Vereinigte Arabische Emirate
Ein Blick in die Küche
Zu den arabischen Spezialitäten zählen hummous (ein Püree aus Kichererbsen und Sesamsamen), tabbouleh (Salat aus Weizenschrot mit Tomaten, Minze und Petersilie), wara einab (mit Reis gefüllte Weinblätter) und koussa mahshi (gefüllte Zucchini).

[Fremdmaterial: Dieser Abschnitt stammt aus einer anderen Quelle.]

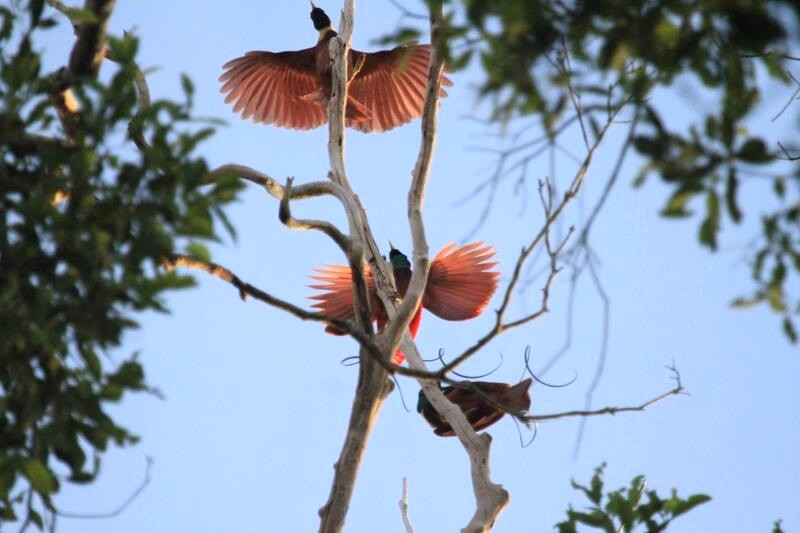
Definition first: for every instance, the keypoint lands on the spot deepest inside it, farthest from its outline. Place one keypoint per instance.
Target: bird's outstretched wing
(460, 281)
(336, 299)
(275, 88)
(391, 84)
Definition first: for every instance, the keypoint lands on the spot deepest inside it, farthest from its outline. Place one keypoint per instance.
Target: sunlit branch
(285, 216)
(124, 505)
(678, 389)
(403, 503)
(791, 99)
(551, 215)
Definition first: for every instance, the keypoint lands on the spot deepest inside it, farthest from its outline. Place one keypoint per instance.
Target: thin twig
(678, 389)
(403, 503)
(285, 216)
(124, 505)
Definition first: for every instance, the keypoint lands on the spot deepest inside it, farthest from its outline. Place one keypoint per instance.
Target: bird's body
(479, 412)
(460, 285)
(292, 89)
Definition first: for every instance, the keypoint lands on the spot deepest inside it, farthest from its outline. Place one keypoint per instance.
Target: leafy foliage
(86, 220)
(543, 60)
(627, 508)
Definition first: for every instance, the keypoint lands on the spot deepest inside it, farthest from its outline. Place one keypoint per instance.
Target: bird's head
(397, 258)
(320, 19)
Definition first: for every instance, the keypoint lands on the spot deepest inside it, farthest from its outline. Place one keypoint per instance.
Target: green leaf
(41, 479)
(754, 151)
(789, 329)
(81, 15)
(676, 205)
(677, 506)
(746, 303)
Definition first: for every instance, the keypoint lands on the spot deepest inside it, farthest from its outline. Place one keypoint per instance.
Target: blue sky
(256, 403)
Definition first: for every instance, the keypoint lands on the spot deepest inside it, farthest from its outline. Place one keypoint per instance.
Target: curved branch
(678, 389)
(285, 216)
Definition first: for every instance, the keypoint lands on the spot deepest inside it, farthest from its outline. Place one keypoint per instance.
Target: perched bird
(292, 89)
(460, 284)
(479, 412)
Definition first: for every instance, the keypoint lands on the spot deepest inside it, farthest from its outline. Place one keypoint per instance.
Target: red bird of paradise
(479, 412)
(460, 284)
(291, 89)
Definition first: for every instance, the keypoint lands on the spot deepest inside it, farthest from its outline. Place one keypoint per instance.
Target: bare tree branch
(89, 49)
(285, 216)
(403, 503)
(124, 505)
(552, 213)
(678, 389)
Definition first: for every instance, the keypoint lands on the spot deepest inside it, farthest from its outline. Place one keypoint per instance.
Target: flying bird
(291, 89)
(479, 412)
(460, 284)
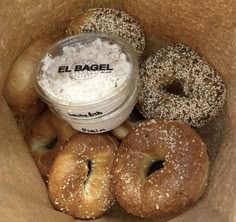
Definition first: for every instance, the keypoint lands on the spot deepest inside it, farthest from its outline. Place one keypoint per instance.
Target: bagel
(80, 177)
(161, 169)
(180, 85)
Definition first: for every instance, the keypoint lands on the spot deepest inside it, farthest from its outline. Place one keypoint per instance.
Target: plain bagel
(161, 169)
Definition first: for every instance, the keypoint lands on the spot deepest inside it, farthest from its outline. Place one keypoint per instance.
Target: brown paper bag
(207, 26)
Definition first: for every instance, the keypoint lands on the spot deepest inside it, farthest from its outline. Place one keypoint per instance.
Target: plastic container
(85, 113)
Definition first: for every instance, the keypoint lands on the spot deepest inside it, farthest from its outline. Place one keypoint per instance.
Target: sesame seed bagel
(79, 180)
(180, 85)
(47, 136)
(111, 21)
(161, 168)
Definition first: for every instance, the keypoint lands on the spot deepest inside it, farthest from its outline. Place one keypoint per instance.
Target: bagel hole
(89, 166)
(51, 143)
(154, 166)
(175, 88)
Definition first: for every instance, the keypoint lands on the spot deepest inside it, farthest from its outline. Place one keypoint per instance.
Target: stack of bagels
(154, 166)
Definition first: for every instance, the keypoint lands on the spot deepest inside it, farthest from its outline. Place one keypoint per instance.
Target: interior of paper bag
(207, 26)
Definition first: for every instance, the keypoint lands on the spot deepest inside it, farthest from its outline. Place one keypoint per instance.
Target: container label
(85, 69)
(86, 115)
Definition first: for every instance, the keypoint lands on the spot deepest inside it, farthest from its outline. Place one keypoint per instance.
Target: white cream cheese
(88, 80)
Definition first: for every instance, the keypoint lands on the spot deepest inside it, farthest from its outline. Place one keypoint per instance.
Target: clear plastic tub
(84, 113)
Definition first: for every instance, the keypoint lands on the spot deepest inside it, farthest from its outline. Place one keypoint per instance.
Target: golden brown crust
(19, 89)
(80, 177)
(171, 189)
(121, 131)
(48, 129)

Nach einem dieser Appetitanreger empfehlen sich unter anderem makbous (würziges Lamm mit Reis), hareis (lange geköchelter Weizen und zartes Lamm) oder etwas aus dem riesigen Angebot an Fisch und Meeresfrüchten, die aus dem Golf selbst oder dem Indischen Ozean kommen.

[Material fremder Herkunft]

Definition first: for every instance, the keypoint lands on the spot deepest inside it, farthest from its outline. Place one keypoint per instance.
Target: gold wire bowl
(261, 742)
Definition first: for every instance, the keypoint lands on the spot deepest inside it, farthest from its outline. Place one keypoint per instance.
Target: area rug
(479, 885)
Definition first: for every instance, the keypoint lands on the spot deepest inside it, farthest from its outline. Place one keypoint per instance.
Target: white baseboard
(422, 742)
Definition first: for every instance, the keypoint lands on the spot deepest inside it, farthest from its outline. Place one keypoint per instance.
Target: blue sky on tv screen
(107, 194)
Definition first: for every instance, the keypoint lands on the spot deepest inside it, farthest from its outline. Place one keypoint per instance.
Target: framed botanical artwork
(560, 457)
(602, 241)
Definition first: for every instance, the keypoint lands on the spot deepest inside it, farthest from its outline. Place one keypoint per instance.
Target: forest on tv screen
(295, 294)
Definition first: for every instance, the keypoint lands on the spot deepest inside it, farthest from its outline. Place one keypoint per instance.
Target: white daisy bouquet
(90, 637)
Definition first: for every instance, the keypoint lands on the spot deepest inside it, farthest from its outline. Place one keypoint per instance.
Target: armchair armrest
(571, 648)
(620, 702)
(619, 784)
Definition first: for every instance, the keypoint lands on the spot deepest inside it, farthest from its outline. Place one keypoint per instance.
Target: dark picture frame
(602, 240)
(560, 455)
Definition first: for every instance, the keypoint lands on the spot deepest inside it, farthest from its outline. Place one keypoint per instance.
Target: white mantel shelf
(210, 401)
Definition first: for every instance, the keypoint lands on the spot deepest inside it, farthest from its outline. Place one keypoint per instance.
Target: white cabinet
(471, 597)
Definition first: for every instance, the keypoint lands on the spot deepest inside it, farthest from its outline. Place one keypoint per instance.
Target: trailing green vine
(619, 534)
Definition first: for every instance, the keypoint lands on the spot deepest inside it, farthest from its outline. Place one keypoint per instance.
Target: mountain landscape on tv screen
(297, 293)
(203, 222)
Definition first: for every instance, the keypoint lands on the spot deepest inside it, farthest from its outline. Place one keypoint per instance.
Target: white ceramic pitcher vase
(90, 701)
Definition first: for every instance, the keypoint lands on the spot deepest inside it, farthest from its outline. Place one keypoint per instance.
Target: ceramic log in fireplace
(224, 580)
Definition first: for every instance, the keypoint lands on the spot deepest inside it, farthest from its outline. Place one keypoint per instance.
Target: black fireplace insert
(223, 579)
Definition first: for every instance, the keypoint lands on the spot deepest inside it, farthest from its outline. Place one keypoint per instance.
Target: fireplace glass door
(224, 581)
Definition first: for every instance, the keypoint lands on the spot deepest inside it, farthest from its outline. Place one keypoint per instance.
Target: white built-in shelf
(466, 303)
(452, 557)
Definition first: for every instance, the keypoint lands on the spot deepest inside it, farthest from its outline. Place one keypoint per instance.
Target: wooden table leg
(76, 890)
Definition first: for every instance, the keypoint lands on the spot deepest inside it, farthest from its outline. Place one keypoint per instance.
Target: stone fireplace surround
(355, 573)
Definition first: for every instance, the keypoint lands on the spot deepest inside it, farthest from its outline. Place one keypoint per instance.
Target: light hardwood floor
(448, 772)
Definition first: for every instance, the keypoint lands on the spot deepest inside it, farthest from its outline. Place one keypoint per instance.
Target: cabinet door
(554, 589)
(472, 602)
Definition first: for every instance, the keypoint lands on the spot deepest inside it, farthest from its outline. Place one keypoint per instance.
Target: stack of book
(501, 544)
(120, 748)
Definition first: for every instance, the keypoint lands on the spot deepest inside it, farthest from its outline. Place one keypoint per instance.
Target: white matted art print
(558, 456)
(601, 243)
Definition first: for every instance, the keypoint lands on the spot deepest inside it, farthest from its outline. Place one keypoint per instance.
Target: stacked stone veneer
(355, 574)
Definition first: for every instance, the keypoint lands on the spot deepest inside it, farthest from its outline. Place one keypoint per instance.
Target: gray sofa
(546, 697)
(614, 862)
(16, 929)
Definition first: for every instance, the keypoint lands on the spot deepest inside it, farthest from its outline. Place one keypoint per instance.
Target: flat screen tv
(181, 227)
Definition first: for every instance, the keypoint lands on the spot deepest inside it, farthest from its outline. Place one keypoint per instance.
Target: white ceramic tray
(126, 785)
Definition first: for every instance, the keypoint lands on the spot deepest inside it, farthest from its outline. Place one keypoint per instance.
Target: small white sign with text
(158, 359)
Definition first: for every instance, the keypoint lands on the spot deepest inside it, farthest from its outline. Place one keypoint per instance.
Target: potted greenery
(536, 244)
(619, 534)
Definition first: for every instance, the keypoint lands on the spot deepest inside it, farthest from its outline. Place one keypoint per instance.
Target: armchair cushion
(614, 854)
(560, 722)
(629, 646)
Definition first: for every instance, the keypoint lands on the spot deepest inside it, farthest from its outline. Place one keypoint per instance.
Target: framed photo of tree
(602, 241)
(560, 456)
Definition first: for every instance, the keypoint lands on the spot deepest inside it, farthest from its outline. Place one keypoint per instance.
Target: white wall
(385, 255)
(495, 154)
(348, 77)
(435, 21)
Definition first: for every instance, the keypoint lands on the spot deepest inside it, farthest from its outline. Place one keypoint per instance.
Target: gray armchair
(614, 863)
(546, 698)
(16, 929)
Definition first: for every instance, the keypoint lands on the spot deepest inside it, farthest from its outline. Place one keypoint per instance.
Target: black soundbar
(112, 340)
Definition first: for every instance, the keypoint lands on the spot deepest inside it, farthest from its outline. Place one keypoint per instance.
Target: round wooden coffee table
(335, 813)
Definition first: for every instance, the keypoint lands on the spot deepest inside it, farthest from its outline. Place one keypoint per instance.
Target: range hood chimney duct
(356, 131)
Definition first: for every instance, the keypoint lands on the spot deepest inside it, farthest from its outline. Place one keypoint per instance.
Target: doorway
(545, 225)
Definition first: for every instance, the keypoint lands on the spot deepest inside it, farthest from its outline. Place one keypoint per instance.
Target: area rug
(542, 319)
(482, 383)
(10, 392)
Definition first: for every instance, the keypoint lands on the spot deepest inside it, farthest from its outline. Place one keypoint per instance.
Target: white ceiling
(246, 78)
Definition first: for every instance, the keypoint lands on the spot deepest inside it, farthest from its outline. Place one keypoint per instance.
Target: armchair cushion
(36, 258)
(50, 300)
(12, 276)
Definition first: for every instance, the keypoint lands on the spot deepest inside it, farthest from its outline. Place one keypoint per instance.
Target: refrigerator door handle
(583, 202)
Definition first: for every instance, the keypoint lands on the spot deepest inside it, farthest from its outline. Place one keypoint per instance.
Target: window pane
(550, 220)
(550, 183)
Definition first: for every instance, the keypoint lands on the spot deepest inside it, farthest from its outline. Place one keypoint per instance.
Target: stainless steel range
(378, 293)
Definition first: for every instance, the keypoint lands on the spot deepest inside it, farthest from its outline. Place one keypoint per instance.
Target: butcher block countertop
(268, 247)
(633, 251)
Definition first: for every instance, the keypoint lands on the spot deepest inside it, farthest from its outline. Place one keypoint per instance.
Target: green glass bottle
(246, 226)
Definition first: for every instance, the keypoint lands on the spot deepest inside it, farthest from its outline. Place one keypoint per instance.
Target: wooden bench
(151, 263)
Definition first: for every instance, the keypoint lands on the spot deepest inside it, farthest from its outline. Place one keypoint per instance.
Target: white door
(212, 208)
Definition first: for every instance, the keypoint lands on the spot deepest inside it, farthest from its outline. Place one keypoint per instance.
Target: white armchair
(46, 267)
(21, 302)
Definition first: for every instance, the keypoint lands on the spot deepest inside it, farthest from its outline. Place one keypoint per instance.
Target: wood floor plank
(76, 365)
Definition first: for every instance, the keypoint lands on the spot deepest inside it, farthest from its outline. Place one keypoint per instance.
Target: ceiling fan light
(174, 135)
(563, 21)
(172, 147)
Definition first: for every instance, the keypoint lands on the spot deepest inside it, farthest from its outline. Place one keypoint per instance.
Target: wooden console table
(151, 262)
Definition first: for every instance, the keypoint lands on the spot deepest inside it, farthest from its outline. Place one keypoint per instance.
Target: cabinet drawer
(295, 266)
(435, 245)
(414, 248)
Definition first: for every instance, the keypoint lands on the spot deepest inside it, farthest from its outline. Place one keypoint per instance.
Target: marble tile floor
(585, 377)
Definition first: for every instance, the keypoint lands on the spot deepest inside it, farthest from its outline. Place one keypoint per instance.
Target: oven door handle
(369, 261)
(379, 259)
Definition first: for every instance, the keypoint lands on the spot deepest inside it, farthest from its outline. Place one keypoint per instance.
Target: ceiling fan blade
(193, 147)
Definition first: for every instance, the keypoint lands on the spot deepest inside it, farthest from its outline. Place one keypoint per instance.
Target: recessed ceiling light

Zum Nachtisch sollte man einmal eines der köstlichen Desserts probieren, etwa umm ali (»Alis Mutter«, ein Brotpudding mit Zimt und Muskat), esh asaraya (Quarkkuchen) oder mehalabiya (mit Rosenwasser und Pistazien gewürzter Pudding). Erdbeeren - und auch viele andere Früchte und Gemüsesorten - stammen aus der Eigenproduktion des Landes.

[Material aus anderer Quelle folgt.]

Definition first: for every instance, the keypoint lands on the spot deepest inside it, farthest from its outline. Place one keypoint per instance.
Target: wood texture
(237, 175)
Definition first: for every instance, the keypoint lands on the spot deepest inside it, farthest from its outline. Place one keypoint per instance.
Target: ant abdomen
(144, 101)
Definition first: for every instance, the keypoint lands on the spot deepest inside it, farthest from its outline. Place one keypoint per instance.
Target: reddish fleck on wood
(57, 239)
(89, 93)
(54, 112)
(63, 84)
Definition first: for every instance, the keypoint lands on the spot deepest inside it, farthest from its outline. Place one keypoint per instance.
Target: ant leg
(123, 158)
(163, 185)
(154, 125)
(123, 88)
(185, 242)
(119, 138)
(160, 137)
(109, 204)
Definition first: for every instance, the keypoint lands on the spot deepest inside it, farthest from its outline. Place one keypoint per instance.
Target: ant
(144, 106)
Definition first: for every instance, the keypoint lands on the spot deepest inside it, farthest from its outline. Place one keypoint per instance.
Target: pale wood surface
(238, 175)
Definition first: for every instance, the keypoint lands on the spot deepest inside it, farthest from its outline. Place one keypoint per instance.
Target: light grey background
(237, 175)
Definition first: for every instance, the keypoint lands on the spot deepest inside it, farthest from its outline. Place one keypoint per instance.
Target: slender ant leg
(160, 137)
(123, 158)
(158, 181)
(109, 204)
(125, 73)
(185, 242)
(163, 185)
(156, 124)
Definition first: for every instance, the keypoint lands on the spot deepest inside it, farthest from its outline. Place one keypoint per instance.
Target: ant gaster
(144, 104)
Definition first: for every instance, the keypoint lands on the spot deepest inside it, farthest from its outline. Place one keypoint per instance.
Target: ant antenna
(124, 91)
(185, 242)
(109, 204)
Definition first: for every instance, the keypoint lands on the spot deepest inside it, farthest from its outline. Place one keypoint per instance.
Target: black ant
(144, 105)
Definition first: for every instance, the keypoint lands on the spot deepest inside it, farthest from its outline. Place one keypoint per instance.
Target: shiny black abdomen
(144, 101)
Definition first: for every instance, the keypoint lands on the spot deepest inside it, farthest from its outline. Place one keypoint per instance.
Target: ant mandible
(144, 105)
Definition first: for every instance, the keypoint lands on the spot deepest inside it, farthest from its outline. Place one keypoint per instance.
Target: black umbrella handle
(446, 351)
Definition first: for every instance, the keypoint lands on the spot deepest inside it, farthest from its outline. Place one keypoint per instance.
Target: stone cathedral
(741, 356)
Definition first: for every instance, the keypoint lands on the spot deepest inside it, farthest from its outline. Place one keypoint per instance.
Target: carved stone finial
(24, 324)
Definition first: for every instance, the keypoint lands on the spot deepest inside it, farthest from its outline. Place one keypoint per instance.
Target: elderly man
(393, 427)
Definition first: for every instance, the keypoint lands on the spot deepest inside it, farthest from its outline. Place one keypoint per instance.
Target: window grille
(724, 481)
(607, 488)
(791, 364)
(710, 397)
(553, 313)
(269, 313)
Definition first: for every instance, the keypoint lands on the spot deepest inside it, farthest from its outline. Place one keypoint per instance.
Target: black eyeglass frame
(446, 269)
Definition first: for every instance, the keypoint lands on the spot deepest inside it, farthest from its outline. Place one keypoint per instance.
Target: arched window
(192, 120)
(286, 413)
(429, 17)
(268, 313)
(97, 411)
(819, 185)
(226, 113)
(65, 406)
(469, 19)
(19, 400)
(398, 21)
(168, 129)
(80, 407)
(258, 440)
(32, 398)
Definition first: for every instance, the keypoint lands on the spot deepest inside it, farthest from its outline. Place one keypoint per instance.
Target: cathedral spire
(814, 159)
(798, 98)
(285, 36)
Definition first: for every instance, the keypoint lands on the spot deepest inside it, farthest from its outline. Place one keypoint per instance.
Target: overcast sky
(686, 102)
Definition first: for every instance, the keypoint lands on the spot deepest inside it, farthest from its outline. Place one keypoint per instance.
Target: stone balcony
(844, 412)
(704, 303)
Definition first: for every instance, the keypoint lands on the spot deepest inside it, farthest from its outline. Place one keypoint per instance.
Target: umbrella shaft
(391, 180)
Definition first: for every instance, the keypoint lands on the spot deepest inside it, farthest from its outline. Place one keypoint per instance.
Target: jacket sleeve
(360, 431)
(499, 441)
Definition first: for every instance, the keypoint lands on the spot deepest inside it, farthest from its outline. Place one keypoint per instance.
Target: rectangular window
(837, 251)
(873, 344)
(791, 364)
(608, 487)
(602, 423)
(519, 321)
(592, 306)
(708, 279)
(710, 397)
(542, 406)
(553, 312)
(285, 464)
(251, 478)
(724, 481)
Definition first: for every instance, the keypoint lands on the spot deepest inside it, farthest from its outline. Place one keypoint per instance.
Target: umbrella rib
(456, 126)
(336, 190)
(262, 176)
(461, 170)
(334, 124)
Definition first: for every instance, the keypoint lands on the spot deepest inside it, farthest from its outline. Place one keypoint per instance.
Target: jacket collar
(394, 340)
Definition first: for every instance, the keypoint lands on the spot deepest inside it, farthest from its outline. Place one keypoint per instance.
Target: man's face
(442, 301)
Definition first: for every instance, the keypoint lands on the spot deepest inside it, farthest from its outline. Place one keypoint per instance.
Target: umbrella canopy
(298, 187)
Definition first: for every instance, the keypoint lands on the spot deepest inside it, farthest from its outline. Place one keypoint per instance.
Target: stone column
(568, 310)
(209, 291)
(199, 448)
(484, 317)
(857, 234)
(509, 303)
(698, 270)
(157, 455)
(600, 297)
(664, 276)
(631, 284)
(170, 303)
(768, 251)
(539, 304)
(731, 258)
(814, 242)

Ein beliebter nahöstlicher Imbiss, den man überall in den VAE in kleinen Läden und an Ständen bekommt, ist shawarma, Scheiben von gegrilltem Lamm oder Huhn mit Salat in einer Fladenbrottasche (pita), dem türkischen Kebab ähnlich.
Kaffee wird in einer Kupfer- oder Messingkanne zubereitet und stark gesüßt in winzigen Tassen serviert; lassen Sie den Satz erst absinken.
Alkohol wird nur in Hotel-restaurants und -bars ausgeschenkt. Die Auswahl ist groß, aber die Preise sind hoch. Die Ausnahme von der Regel bildet das Emirat Sharjah, wo jegliche Art von alkoholischen Getränken verboten ist.